The New Policy for Joint Annual Inspections by MIIs

In a significant move aimed at improving the ease of doing business in India’s financial markets, the Securities and Exchange Board of India (SEBI) has introduced a new policy for joint annual inspections by Market Infrastructure Institutions (MIIs). This initiative, outlined in the recent circular, seeks to streamline the inspection process for stock brokers and depository participants (DPs), thereby reducing the operational burden on these entities.

Background of the Policy

Historically, annual inspections of stock brokers and DPs were conducted separately by each MII, including stock exchanges, depositories, and clearing corporations. This fragmented approach often led to multiple inspections within a short period, causing unnecessary strain on resources and disrupting the routine operations of these entities. Recognizing the need for a more efficient system, SEBI has now mandated a joint inspection process, allowing for a comprehensive evaluation of an entity’s operations across all MIIs in a single visit.

Key Features of the New Policy

Joint Annual Inspections: Under the new policy, selected entities will undergo a joint inspection by all relevant MIIs. This means that if a broker is also registered as a DP or is involved in clearing activities, all aspects of their operations will be inspected simultaneously. This holistic approach not only minimizes the frequency of inspections but also ensures that all operational facets are evaluated cohesively.

Information Sharing Mechanism: To enhance the effectiveness of supervision, MIIs are required to establish an information-sharing mechanism. This will facilitate the sharing of inspection observations for entities that hold multiple registrations, ensuring that all MIIs are informed of any compliance issues or operational challenges faced by these entities.

Rationalized Selection Criteria: The policy introduces a revised set of criteria for selecting entities for inspection. This includes:

  1. Inspecting the top 25 entities with high penalties for compliance issues, regardless of their last inspection date.
  2. Focusing on the top 25 entities with the highest number of investor complaints and arbitration cases.
  3. Targeting entities with a high-risk score under the Risk-Based Supervision framework.

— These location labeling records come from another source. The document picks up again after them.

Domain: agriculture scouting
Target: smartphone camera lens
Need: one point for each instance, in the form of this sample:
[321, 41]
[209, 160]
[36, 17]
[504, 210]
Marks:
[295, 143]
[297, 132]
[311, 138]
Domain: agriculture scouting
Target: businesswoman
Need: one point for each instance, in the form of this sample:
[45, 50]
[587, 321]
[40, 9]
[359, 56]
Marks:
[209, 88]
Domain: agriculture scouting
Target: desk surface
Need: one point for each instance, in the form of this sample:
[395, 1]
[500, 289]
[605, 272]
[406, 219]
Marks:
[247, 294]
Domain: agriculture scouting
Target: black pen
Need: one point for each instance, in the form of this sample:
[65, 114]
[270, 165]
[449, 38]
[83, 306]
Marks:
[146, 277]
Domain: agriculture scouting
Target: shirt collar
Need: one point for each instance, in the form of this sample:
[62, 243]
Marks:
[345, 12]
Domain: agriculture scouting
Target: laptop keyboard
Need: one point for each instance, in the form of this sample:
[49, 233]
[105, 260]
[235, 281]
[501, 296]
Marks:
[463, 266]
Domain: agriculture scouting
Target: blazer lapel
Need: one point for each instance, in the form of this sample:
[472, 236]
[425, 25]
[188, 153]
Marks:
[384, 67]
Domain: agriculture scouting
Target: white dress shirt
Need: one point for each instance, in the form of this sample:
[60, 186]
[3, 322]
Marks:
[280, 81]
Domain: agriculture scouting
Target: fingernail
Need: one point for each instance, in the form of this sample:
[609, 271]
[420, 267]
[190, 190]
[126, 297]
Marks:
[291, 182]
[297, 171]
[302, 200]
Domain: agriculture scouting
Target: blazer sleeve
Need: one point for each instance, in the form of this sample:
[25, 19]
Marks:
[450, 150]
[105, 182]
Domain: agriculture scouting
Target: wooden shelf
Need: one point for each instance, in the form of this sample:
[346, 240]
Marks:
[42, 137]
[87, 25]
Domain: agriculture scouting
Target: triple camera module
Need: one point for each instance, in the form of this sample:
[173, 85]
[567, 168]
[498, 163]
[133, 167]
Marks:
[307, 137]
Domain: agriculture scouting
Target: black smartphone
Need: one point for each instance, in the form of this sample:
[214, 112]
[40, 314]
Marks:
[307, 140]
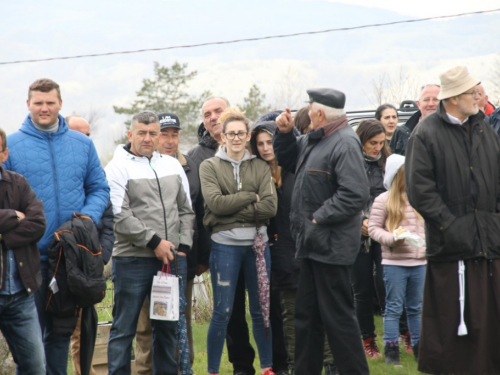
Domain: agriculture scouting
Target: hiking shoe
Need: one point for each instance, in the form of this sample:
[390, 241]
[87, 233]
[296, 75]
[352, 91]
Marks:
[406, 340]
[331, 369]
[392, 354]
[371, 348]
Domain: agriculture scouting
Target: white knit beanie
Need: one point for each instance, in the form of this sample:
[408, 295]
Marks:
[392, 165]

Entities not falling under these categories will be inspected at least once every three years, while those inspected in the previous two years or those with no trading activity in the last two financial years may be exempt from inspection.

Special Purpose Inspections: MIIs retain the authority to conduct special inspections based on specific triggers, such as patterns observed during investor complaint resolutions or reports of malpractices. This flexibility ensures that any emerging issues can be addressed promptly, regardless of the regular inspection schedule.

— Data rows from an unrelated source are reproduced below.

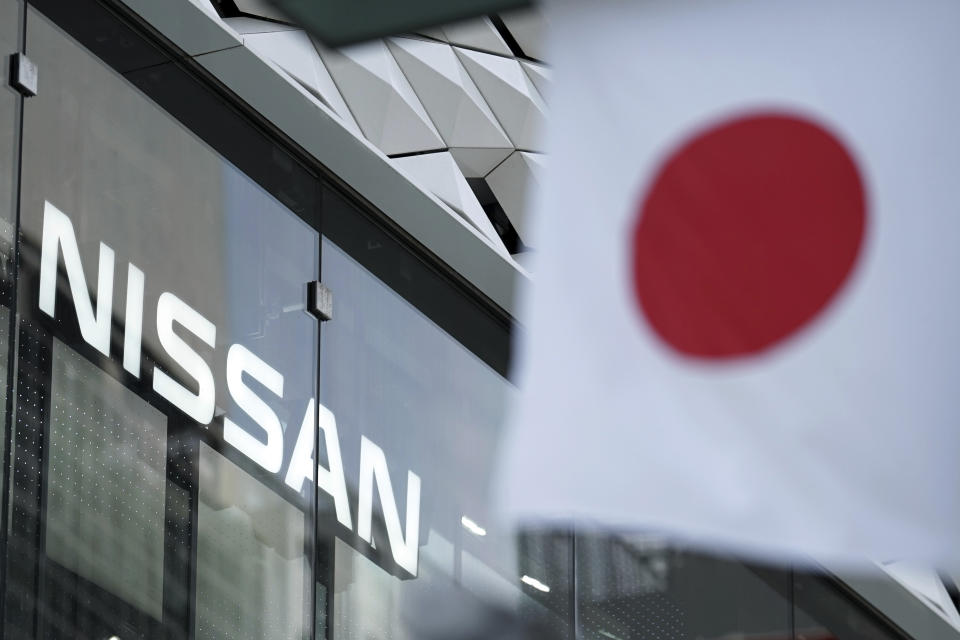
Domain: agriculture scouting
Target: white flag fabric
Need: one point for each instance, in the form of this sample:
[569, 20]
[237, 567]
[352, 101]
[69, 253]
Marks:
[745, 326]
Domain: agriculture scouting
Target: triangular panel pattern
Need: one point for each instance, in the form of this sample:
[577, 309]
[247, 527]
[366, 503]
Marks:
[527, 27]
[540, 75]
[449, 95]
[294, 52]
[439, 174]
[477, 163]
[381, 99]
[510, 93]
[511, 183]
[477, 34]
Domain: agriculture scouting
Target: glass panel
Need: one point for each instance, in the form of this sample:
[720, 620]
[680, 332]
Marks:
[9, 131]
[632, 588]
[105, 491]
[392, 377]
[250, 557]
[172, 368]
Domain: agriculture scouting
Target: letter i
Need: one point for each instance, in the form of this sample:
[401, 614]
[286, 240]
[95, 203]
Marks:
[133, 323]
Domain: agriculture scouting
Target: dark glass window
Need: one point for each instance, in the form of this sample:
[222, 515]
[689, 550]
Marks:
[167, 362]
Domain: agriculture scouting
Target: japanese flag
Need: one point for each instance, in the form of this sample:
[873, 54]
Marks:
[745, 325]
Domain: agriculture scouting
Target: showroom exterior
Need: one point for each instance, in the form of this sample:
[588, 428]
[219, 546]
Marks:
[194, 450]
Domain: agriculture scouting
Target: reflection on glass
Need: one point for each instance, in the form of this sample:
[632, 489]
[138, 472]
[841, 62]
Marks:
[9, 27]
[250, 557]
[105, 491]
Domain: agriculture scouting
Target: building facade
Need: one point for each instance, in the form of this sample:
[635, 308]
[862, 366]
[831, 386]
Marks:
[199, 444]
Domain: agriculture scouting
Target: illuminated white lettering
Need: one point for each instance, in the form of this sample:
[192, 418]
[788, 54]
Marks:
[172, 309]
[269, 454]
[331, 479]
[58, 232]
[373, 470]
[133, 322]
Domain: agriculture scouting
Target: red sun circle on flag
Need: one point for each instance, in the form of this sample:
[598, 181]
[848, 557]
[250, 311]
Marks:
[746, 234]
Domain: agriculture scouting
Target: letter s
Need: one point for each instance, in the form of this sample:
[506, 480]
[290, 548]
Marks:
[172, 309]
[269, 454]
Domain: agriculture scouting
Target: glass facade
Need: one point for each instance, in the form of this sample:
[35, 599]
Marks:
[191, 454]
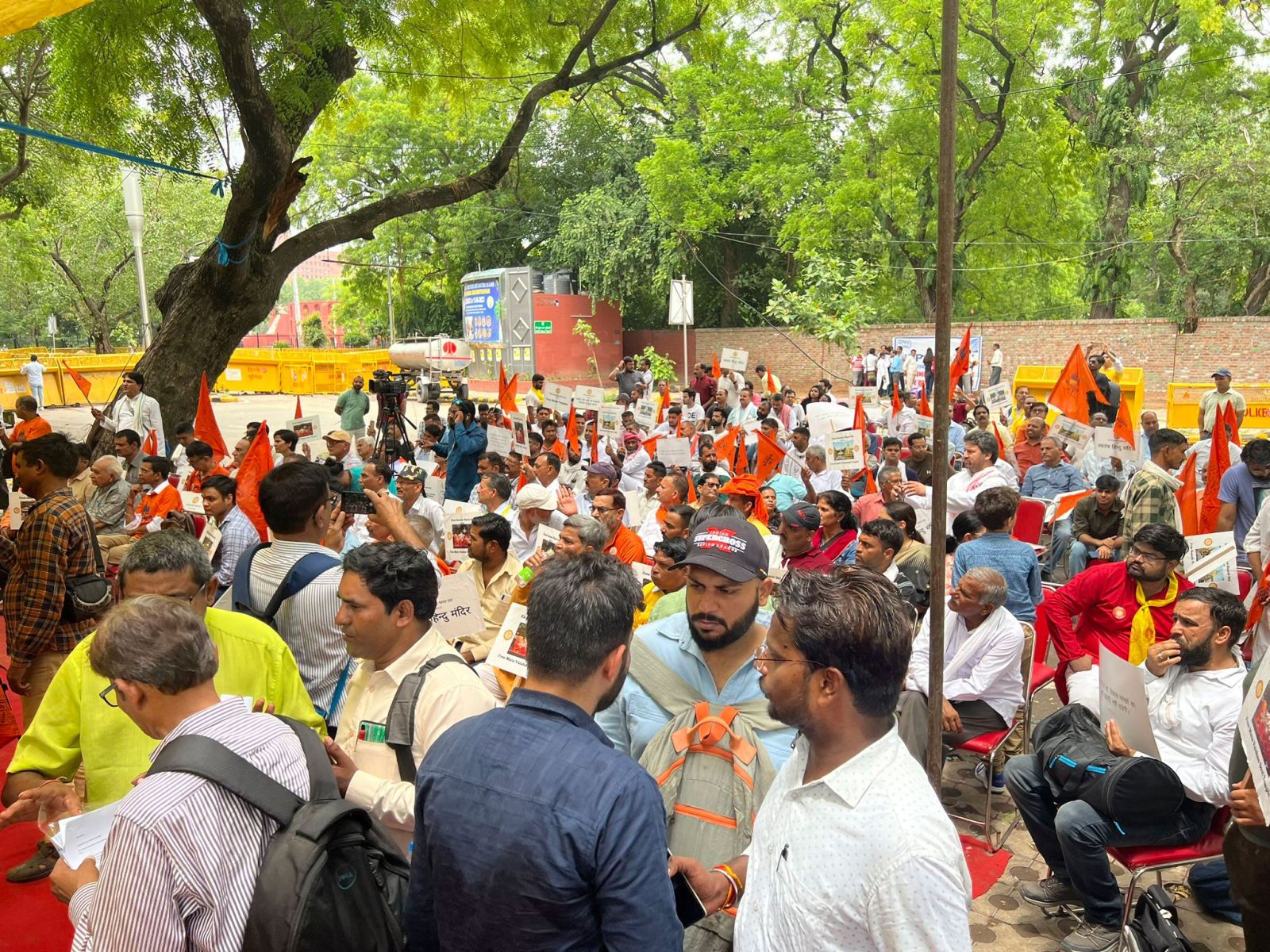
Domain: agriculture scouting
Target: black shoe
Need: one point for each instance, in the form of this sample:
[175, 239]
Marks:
[1051, 892]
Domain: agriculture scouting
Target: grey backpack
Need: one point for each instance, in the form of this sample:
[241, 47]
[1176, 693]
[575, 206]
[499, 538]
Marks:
[713, 772]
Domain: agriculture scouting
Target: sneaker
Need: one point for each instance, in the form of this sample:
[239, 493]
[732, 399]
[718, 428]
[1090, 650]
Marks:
[999, 780]
[37, 867]
[1051, 892]
[1092, 937]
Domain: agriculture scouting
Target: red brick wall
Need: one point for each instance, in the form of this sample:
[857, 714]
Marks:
[1242, 344]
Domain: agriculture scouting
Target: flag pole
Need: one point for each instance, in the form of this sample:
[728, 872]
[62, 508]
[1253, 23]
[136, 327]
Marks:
[943, 355]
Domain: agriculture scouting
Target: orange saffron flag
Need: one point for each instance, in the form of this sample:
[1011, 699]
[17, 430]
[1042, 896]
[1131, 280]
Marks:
[1072, 387]
[960, 363]
[205, 423]
[1123, 427]
[83, 382]
[257, 463]
[770, 457]
[1189, 495]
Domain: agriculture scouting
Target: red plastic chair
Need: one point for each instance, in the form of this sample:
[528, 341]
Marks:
[1146, 860]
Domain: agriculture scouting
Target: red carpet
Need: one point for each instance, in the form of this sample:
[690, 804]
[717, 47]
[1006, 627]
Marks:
[33, 920]
[986, 867]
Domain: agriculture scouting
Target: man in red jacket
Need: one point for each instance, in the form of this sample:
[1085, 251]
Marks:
[1126, 606]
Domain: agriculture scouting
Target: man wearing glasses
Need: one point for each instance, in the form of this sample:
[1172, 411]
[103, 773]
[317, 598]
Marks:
[74, 727]
[1126, 606]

Standard Operating Procedures (SOPs): MIIs are tasked with developing a joint SOP by November 1, 2025, detailing the inspection criteria and information-sharing mechanisms. A designated ‘Lead MII’ will be responsible for initiating enforcement actions during these inspections.

Implementation and Future Outlook

The new policy is set to come into effect on December 1, 2025, and MIIs are directed to amend their relevant bye-laws and regulations accordingly. This initiative not only aims to protect investor interests but also promotes the development and regulation of the securities markets in India.

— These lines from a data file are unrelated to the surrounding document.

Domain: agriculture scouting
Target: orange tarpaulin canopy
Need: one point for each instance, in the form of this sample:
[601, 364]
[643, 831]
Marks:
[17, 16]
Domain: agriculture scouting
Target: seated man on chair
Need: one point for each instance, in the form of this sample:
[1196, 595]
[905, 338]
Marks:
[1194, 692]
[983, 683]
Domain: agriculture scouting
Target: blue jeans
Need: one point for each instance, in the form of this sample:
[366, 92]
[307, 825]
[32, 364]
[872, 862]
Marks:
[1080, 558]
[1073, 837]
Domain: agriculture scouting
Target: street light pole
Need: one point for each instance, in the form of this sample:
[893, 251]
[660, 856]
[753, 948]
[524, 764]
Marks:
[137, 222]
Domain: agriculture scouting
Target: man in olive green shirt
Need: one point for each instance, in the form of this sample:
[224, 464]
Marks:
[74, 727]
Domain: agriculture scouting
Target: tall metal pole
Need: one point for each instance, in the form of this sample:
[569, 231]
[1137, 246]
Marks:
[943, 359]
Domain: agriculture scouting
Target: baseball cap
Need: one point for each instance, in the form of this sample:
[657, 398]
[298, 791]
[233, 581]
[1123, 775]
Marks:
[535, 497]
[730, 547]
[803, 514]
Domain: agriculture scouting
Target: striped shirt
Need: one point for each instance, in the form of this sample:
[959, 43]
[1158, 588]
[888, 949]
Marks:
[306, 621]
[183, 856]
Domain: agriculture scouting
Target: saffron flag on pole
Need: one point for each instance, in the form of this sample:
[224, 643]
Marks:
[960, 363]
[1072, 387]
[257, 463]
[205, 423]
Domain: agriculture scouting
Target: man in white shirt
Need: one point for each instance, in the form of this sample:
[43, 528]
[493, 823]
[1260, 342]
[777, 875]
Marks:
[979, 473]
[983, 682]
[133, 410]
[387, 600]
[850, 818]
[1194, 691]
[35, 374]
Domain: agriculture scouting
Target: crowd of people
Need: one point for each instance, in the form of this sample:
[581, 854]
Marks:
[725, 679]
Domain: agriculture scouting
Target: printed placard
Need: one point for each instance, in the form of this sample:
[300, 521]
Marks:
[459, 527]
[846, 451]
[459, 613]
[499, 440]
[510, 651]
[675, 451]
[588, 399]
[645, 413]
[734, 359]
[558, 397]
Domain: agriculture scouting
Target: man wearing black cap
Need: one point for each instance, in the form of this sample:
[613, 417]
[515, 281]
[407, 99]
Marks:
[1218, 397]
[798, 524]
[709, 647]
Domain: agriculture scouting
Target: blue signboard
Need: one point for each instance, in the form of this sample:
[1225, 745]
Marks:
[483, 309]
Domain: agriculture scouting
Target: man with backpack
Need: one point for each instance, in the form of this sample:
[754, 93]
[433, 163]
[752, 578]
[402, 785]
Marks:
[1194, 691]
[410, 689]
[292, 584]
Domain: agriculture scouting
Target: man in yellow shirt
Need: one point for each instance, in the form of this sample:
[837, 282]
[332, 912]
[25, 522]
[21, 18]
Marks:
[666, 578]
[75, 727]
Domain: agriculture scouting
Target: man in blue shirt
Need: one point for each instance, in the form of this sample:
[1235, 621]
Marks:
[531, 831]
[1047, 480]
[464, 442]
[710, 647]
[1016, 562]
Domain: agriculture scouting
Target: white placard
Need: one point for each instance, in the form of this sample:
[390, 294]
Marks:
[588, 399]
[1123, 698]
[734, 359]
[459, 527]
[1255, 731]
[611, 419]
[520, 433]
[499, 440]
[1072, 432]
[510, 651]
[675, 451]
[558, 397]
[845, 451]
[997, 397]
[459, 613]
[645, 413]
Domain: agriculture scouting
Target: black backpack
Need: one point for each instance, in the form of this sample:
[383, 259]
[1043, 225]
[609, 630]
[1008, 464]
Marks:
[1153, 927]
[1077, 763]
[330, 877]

By reducing the frequency of inspections and enhancing collaboration among MIIs, the policy is expected to significantly improve the operational efficiency of stock brokers and DPs. This, in turn, will foster a more conducive environment for business, ultimately benefiting investors and the broader financial ecosystem.

In conclusion, SEBI’s new policy for joint annual inspections represents a progressive step towards enhancing the ease of doing business in India’s financial markets. By streamlining the inspection process and promoting cooperation among MIIs, this initiative is poised to create a more efficient and investor-friendly environment, reinforcing the commitment to regulatory excellence and operational integrity in the securities market.